Fez, na realidade, uma corrosiva comédia dramática, com lances de humor negro, sobre como o regime do medo apodera-se do psiquismo humano e desencadeia um tipo patético e feroz de luta pela sobrevivência —que tem seu palco selvagem no propício habitat dos desdobramentos da revolução bolchevique.

Sátiras a tiranos e tiranias não são novidade. Cinema e seriados de TV já pintaram e bordaram com variados representantes de poderes despóticos —de Maria Antonieta (1755-1793) a Adolf Hitler (1889-1945).

Talvez o filme de Iannucci tenha provocado mal estar mais agudo por não poupar um sistema que encontrou ampla defesa entre intelectuais e militantes políticos do ocidente ao longo de décadas. E por fazê-lo com engenhosidade dramática.

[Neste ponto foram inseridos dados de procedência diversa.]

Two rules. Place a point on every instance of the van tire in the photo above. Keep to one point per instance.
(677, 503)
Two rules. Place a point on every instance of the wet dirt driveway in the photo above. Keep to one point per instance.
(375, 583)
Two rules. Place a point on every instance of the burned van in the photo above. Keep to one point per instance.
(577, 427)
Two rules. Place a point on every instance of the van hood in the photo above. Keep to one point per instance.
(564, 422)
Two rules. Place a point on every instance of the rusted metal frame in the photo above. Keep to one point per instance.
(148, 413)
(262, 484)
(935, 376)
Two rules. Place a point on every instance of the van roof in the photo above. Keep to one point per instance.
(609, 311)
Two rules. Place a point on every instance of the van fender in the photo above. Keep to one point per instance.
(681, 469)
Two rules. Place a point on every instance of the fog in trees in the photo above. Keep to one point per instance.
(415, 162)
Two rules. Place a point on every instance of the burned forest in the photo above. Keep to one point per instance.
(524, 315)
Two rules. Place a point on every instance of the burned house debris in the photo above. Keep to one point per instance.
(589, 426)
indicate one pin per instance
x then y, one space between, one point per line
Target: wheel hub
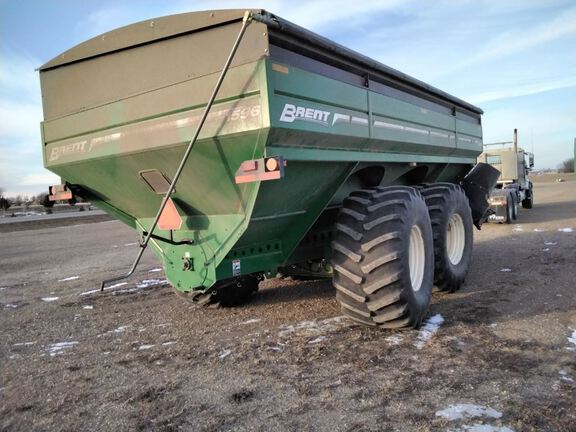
455 239
416 257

O filme, baseado numa história em quadrinhos de Fabien Nury e Thierry Robin (lançada no Brasil em 2015 pela Três Estrelas, selo editorial do Grupo Folha), oscila entre momentos de humor de massas, que lembram sátiras televisivas do tipo Guerra, Sombra e Água Fresca (a divertida "Hogan's Heroes", da década de 1960) e situações de dramaturgia tragicômica fina, apoiada no talento de atores experimentados em palcos exigentes.

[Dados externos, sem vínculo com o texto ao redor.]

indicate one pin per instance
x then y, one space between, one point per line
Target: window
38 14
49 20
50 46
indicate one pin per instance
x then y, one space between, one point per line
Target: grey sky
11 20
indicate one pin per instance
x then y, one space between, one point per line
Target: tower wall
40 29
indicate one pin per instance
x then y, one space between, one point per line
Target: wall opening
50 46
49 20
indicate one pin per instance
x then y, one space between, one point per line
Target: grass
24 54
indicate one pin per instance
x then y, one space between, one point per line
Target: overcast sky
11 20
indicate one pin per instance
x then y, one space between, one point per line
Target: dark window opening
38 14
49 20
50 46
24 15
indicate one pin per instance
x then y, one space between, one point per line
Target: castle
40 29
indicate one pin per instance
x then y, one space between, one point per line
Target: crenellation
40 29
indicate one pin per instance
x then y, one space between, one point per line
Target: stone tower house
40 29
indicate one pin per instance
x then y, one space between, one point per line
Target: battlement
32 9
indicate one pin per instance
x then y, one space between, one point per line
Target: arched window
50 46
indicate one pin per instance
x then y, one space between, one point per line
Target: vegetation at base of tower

Tratando-se de americanos e britânicos, a opção pelos diálogos em inglês, sem o velho recurso do sotaque estrangeiro, só melhora as coisas.

Retira de cena um elemento que poderia ser genericamente depreciativo, além de empobrecedor, e amplia o alcance e a versatilidade da representação, dando-lhe, de certa forma, caráter mais universal.

Sim, há passagens caricaturais e esvaziamento da profundidade psicológica de personagens no longa de Iannucci, em parte pelo tipo de encenação, em parte pelo protagonismo do medo.

Mas há também situações admiráveis de síntese de comédia e drama —em especial na construção do chefe da polícia repressiva sob Stálin, Lavrenti Beria (1899-1953), figura obscura, que surge de maneira notável na performance de Simon Russell Beale.


A Morte de Stálin

The Death of Stalin. França/Reino Unido/Bélgica/Canadá, 2017. Dir. Armando Iannucci. Elenco: Steve Buscemi, Simon Russell Beale, Jeffrey Tambor, Olga Kurylenko, Jason Isaacs, Adrian McLoughlin. Em cartaz no Brasil.